The lack of coronavirus testing in distressed areas — leading to fewer confirmed COVID-19 cases —could skew the data toward higher death rates, though poorer areas are also more likely to undercount the total death toll. Furthermore, distressed counties are more likely to experience more residents with underlying conditions, less prepared hospital systems, less effective governance, and ultimately a higher number of preventable deaths.
'All these little riddles to try and figure out'
Hancock County in Georgia and its slowly dwindling population of roughly 8,500 is poorly suited for a pandemic.
The county's poverty rate is 24% and median household income is less than $32,000. In 2012, the Atlanta-Journal Constitution noted that Hancock County was “so impoverished that 80 percent of its public school students are eligible for a free-lunch program." As of December 2020, the unemployment rate stood at 8.5%.
Hancock County's DCI score was 99.8 as of February 2021, making it one of the most distressed U.S. counties.
Rural areas in general don’t have quick and easy access to hospitals — rural zip codes lost one in five hospital beds between 2006 and 2017 — and Hancock Memorial Hospital closed in 2001 amid unsustainable debt.
EIG calculated the cumulative death rate in the Hancock County to be 644 per 100,000 — one of the highest across all counties and nearly six times the death rate of Maricopa County in Arizona, a prosperous county with a death rate of 110 per 100,000 people.
Union County, Florida, has seen better fortune than Hancock amid the pandemic but still faces immense difficulties.
A small county with a population of roughly 15,000 has a poverty rate of 22% and a median household income of less than $42,000. Union County's DCI score was 95.5 as of February 2021.

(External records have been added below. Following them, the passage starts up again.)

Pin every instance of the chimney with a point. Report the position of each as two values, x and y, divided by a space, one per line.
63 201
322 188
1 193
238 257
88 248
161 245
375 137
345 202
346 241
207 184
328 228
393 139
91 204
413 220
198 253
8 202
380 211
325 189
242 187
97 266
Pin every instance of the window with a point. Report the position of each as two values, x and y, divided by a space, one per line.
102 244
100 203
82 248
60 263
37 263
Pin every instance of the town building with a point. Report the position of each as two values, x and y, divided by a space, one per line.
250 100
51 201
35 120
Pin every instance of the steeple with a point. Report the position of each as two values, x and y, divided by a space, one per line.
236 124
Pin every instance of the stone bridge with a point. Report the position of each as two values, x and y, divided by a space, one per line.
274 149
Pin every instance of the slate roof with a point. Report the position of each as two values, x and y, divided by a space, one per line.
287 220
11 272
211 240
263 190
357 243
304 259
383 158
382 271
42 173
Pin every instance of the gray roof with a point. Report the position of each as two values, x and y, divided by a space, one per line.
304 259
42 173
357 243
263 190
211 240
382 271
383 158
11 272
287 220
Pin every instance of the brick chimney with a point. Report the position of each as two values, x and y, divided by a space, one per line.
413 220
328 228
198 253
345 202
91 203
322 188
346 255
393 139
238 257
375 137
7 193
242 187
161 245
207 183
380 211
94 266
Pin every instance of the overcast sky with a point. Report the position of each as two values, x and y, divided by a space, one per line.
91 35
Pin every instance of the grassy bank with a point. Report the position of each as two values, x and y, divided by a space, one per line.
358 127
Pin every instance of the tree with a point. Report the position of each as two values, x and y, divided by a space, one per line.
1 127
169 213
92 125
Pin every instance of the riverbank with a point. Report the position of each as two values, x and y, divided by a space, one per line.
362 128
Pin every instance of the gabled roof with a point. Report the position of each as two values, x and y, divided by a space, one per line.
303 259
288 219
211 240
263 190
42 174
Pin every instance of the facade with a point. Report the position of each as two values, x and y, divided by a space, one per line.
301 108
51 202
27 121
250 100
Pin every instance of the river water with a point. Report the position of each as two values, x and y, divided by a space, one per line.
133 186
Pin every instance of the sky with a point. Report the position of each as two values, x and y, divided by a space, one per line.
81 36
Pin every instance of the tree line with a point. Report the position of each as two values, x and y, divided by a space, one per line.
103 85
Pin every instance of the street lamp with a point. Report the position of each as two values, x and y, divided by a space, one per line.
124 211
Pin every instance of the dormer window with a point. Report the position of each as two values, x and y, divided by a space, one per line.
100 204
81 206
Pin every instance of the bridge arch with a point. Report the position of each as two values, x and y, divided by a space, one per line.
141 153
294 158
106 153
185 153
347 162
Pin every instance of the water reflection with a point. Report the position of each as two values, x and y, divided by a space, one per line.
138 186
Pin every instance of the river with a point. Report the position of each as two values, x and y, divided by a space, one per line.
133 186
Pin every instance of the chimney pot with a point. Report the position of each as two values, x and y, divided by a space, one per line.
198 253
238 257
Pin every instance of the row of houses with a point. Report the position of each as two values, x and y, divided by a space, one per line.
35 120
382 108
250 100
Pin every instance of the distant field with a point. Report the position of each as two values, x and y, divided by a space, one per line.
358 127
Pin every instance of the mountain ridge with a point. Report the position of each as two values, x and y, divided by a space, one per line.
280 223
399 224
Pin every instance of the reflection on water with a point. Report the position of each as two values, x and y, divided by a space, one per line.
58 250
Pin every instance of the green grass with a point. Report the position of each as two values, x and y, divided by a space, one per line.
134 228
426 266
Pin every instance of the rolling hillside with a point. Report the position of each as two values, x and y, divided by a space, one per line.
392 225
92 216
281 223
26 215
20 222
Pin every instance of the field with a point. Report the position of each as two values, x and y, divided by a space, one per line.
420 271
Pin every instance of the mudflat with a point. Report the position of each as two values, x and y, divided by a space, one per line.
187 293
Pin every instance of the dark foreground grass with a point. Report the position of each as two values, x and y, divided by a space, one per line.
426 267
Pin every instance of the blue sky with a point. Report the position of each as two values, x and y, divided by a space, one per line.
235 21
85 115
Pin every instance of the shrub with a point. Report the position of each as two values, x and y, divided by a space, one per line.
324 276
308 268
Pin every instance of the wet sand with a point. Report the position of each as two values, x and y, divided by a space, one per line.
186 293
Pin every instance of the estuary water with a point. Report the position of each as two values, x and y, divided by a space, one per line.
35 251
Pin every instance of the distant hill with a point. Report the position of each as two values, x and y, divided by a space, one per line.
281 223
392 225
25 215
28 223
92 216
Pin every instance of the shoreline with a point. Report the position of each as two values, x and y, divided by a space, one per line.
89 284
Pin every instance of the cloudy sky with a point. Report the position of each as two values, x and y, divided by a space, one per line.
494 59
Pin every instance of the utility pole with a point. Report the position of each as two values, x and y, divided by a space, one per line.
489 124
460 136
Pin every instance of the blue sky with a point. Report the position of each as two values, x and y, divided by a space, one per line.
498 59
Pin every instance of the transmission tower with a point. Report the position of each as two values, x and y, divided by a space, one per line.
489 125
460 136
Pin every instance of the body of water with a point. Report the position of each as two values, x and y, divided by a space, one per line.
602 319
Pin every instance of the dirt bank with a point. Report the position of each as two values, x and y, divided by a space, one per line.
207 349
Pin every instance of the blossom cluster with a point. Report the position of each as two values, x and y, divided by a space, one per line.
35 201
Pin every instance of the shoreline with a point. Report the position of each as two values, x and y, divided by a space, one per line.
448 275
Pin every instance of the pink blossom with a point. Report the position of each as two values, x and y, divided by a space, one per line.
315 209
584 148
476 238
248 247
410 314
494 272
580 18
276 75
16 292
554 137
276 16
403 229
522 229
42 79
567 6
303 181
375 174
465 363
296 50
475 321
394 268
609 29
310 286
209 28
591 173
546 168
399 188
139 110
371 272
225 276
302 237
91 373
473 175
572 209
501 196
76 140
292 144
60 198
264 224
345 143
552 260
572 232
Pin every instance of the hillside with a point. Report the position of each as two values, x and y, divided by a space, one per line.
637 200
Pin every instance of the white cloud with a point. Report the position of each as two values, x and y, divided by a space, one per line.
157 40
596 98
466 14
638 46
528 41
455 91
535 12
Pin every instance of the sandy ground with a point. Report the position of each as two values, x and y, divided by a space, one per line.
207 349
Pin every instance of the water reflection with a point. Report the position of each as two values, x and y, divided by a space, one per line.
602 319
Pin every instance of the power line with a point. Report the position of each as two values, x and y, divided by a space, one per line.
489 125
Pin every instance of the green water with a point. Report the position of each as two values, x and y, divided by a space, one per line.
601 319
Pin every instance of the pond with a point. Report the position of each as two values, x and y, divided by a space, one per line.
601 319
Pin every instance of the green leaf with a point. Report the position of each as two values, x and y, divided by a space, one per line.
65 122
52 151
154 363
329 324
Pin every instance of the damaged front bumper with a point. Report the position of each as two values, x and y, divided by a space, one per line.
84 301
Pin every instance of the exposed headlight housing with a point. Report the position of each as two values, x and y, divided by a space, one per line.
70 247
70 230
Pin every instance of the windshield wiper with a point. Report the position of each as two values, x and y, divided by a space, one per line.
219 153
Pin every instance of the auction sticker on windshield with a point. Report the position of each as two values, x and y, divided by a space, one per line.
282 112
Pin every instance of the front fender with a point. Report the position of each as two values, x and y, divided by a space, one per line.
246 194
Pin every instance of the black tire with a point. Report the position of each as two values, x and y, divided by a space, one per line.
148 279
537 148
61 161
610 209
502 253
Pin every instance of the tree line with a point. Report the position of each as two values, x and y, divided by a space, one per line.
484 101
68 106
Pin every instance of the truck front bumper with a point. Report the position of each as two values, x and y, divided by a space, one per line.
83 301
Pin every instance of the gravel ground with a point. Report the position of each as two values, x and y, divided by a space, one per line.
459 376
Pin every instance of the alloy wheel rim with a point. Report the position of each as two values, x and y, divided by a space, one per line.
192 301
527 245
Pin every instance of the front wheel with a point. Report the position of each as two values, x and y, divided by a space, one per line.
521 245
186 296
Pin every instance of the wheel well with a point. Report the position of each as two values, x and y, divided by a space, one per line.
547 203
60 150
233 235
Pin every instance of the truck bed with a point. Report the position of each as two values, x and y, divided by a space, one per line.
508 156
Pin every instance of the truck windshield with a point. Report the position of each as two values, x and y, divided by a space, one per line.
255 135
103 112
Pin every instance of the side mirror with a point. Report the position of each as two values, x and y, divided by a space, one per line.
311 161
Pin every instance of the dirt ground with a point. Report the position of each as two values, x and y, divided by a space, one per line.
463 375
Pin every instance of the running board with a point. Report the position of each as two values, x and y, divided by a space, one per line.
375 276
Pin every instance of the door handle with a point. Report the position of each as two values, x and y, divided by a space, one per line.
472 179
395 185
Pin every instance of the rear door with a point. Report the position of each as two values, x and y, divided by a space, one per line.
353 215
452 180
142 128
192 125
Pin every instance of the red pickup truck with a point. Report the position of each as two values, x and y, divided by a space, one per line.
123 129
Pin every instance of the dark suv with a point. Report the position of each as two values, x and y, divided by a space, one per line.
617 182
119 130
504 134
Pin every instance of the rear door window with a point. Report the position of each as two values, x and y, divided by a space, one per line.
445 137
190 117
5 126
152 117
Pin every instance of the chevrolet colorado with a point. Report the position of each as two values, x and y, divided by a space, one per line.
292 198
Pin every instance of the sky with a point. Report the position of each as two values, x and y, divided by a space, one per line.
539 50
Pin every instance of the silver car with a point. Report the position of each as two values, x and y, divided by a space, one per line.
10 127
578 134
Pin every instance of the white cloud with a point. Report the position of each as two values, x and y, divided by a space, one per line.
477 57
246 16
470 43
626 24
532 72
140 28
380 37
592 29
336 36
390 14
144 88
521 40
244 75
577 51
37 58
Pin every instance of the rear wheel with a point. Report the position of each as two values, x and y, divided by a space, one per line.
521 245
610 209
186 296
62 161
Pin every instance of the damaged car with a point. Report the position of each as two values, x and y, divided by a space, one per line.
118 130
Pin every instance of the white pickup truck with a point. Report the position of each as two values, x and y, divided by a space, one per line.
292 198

EIG calculated the cumulative death rate in the county to be 459 (per 100,000) — one of the highest across all counties — and travel played a big role in spreading the coronavirus there.
“The fascinating thing about COVID and geography is there's just all these little riddles to try and figure out,” Ray Oldakowski, geography professor at Jacksonville University, told Yahoo Finance. “A lot of the people that live in that North Central Florida area, they are going to go back and forth across county boundaries for health care for work and that sort of thing."
'You’re thinking about who’s going to be next'
Munoz, the New Mexico state legislator, said that McKinley County county didn’t really suffer a major setback after he was elected during the 2008 recession until the coronavirus pandemic brought profound devastation.
Roughly 1 in 6 of the county's 72,000 residents — the population is overwhelmingly Native American, with the Navajo and Pueblo Pintado tribes most prevalent — have tested positive for COVID-19.
“I know five people who passed away this past week due to COVID,” Dr. Crystal Lee, an assistant professor at the University of New Mexico’s College of Public Health and member of Navajo Nation, told Yahoo Finance. “A lot of my friends and family members, parents have passed, grandparents, and it’s on a weekly basis. Just on my Facebook feed, I’ve personally known at least 60 people who have passed from COVID since March.”
There are currently average of 14 cases per day in McKinley County, according to The New York Times, which considers McKinley County “very high risk” based on coronavirus trends.
“Seeing it around my community at a constant rate, it’s disheartening for a lot of us and we’re experiencing a lot of grief, a lot of mental and emotional trauma," Lee added, "because you’re thinking about who’s going to be next or hoping it’s not someone that’s close to you."
Ultimately, a healthy recovery from the coronavirus pandemic looks elusive for U.S. counties like McKinley unless there is enough support to address the underlying issues that made them so vulnerable in the first place.
“Sustained investment in these distressed places to help them rebuild their economies is needed," Benzow stressed, "and the goal should be to make their economies more resilient than they were before the pandemic."